日本人のメールには、冒頭に「メールありがとう。」ってよく書いてありますが、私がアメリカにいたころ、友達から "Thank you for your email." から始まるメールをもらったことがありません、というのは、私の経験なので、それをどうこう言われたり、たいした経験がないとせせら笑われる覚えはないのですが、それが一般的なのかどうかは、日本人同士で議論してても仕方ないですから、別件のついでがあったので、アメリカ人に聞いてみました。

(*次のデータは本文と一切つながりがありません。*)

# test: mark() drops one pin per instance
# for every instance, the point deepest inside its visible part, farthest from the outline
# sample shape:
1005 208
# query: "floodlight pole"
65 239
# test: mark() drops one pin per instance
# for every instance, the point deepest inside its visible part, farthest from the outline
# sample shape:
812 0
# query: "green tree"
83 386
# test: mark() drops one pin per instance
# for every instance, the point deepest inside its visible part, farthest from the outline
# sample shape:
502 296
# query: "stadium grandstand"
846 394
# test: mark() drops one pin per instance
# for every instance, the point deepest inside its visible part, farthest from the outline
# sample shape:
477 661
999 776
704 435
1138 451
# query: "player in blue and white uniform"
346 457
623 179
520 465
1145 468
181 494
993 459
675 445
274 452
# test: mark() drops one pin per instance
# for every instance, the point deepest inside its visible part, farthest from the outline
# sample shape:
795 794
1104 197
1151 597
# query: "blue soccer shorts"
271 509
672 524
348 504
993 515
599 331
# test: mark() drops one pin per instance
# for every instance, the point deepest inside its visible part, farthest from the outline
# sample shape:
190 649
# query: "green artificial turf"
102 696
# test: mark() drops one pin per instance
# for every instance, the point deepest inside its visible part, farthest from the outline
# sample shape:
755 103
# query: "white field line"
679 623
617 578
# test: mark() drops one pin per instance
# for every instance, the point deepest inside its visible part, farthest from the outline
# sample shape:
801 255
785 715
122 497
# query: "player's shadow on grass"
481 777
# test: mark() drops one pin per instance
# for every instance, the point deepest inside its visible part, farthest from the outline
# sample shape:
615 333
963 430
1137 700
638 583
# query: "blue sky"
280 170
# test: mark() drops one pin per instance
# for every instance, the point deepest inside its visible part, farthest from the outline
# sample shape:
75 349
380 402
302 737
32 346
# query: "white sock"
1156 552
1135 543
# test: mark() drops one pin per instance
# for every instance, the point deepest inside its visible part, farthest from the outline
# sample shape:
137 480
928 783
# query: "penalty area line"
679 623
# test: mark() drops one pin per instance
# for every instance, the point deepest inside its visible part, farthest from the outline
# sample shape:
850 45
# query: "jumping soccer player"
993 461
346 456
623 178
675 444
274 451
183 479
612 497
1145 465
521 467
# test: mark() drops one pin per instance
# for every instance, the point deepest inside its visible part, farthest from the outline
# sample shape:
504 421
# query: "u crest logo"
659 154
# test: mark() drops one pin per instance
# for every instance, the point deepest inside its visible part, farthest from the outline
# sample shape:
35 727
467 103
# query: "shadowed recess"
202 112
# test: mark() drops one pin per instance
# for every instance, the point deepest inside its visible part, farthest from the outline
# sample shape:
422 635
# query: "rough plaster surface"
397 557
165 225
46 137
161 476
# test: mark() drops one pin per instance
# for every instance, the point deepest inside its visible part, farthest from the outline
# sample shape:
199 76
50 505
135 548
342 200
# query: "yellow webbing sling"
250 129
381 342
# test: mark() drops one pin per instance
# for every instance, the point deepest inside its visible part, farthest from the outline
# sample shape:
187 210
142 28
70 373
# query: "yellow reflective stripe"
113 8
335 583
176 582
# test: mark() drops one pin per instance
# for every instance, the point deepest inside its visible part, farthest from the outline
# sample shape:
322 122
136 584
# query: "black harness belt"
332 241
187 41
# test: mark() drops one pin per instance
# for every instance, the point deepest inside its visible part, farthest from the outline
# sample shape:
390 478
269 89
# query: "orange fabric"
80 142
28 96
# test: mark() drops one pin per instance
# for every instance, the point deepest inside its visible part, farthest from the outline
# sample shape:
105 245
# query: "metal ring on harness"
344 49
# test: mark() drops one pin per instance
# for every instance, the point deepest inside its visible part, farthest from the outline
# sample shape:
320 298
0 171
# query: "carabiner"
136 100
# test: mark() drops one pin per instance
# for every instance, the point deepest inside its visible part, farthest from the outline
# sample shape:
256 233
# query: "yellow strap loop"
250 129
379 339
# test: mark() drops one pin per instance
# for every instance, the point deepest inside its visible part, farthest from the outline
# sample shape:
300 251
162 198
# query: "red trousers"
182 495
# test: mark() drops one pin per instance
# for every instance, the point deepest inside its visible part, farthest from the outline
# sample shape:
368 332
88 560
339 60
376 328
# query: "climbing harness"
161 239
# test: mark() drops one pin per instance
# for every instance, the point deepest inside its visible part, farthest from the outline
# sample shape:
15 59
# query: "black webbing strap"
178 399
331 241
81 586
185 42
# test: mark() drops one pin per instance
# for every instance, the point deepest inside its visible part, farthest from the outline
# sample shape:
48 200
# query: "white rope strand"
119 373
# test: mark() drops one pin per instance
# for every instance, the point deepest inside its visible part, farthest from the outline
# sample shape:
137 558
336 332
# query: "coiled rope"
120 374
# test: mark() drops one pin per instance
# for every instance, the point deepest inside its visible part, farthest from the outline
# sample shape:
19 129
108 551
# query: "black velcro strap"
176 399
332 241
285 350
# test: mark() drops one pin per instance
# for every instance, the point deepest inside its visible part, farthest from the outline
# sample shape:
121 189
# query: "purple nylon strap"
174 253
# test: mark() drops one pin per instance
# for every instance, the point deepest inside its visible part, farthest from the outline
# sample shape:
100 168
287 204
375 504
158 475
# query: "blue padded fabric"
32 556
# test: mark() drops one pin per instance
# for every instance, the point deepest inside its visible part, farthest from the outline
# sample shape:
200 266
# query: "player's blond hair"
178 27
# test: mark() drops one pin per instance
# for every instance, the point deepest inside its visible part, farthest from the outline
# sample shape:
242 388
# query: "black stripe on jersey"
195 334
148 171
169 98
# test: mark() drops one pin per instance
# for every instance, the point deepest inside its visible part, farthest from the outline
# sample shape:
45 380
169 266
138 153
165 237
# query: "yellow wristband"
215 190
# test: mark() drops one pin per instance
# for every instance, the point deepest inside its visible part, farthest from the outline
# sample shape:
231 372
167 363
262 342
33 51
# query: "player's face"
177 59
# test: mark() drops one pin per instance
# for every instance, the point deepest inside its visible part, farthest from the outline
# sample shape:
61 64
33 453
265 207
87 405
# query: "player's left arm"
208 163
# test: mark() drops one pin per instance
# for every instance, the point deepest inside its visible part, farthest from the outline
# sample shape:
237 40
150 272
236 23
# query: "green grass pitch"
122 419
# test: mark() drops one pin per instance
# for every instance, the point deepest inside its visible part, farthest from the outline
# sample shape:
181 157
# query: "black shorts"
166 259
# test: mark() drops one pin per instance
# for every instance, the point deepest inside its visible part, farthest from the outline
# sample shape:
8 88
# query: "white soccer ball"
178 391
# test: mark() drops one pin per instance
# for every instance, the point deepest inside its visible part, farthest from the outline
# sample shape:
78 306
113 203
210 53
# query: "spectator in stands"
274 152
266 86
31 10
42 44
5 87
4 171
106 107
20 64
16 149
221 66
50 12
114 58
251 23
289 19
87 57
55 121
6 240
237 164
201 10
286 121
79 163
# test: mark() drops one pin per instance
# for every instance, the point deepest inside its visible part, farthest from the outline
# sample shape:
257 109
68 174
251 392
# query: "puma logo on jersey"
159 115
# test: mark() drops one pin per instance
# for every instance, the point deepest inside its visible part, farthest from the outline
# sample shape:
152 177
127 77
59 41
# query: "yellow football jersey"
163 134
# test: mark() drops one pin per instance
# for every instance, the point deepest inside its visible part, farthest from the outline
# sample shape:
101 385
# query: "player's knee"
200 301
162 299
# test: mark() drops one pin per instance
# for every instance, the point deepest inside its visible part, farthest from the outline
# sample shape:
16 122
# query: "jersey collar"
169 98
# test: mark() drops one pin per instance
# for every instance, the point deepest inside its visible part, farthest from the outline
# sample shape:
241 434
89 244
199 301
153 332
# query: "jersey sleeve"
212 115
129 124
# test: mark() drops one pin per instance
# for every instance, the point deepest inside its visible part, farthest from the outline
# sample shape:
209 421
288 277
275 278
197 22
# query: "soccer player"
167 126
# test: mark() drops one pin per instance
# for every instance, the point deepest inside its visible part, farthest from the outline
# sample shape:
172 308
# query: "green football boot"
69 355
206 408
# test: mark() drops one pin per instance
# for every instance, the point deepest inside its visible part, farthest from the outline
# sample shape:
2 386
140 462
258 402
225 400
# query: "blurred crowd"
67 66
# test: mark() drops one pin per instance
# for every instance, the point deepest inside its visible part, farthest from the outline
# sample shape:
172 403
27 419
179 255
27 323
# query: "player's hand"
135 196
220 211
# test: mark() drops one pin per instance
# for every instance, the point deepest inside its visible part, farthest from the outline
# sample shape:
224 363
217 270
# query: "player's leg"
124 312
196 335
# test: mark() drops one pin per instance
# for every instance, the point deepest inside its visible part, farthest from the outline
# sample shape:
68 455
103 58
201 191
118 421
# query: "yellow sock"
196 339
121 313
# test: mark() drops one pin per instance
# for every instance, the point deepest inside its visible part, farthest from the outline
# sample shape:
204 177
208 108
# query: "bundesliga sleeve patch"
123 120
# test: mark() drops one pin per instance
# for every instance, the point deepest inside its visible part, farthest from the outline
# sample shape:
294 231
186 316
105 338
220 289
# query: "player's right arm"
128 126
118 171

それによると、"Thank you for your email." という言い方は、企業に問い合わせたときなどに、その回答メールなどによく書いてあるそうです。または、会社のメールの不在通知(長期休暇や出張に出る際に、メールをいただいてもしばらくお返事できません、ということを伝えるための自動で返信されるメールです。)などによく見られるということです。つまり、丁寧な姿勢を見せたいのだけれど、パーソナルな印象を与えたくない、ビジネスライクな表現、ということです。個人が使う場合は、企業やこれから行きたい(けどまだ所属していない)学校への問い合わせなど、丁寧に書きたいけれど、個人的には相手のことを知らない場合に、使うそうです。「自分は、友達から来たメールにこう書いて返信したことはないね。」と言ってました。
同じ意味の表現でも、"I'm glad to hear from you." は、もっと温かみのある表現だとも言っていました。親しい人に使えるということですが、逆に、ビジネスではよほど親しい場合を除いてあまり書かないのかもしれませんね。
こんなこと、外国人である私たちには、わかるはずありません。
ともかく、日本人が書く「メールありがとう。」と、アメリカ人が書く"Thank you for your email." のニュアンスは、まったく同じではないかもしれないということです。言う人はいるかもしれませんが、少なくともいつもは書いてません。日本語でいつもそう書くから、英語でもそう書く必要はありません。日本語で考えてから、それを英語にするのではなく、英語のコミュニケーションの仕方そのものも学んでいく必要がある、というのが前回書いた趣旨です。(まぁ、私も日本人ですので、そう書きたい気持ちは抗い難いのですが・・・。何回か書いて、相手から一回もそういう返信がないなら、あんまり書かないのかな、と感じていくのがコミュニケーションかな、と思いますけど。まぁ、どんな言葉を選ぶかは自由ですので、お好きにしてください。これ以上、この話を論じるのは無駄なので、ここで終わりにします。なんなら、例を変えてもかまいません。私が書きたかった趣旨は、そこにありませんから。)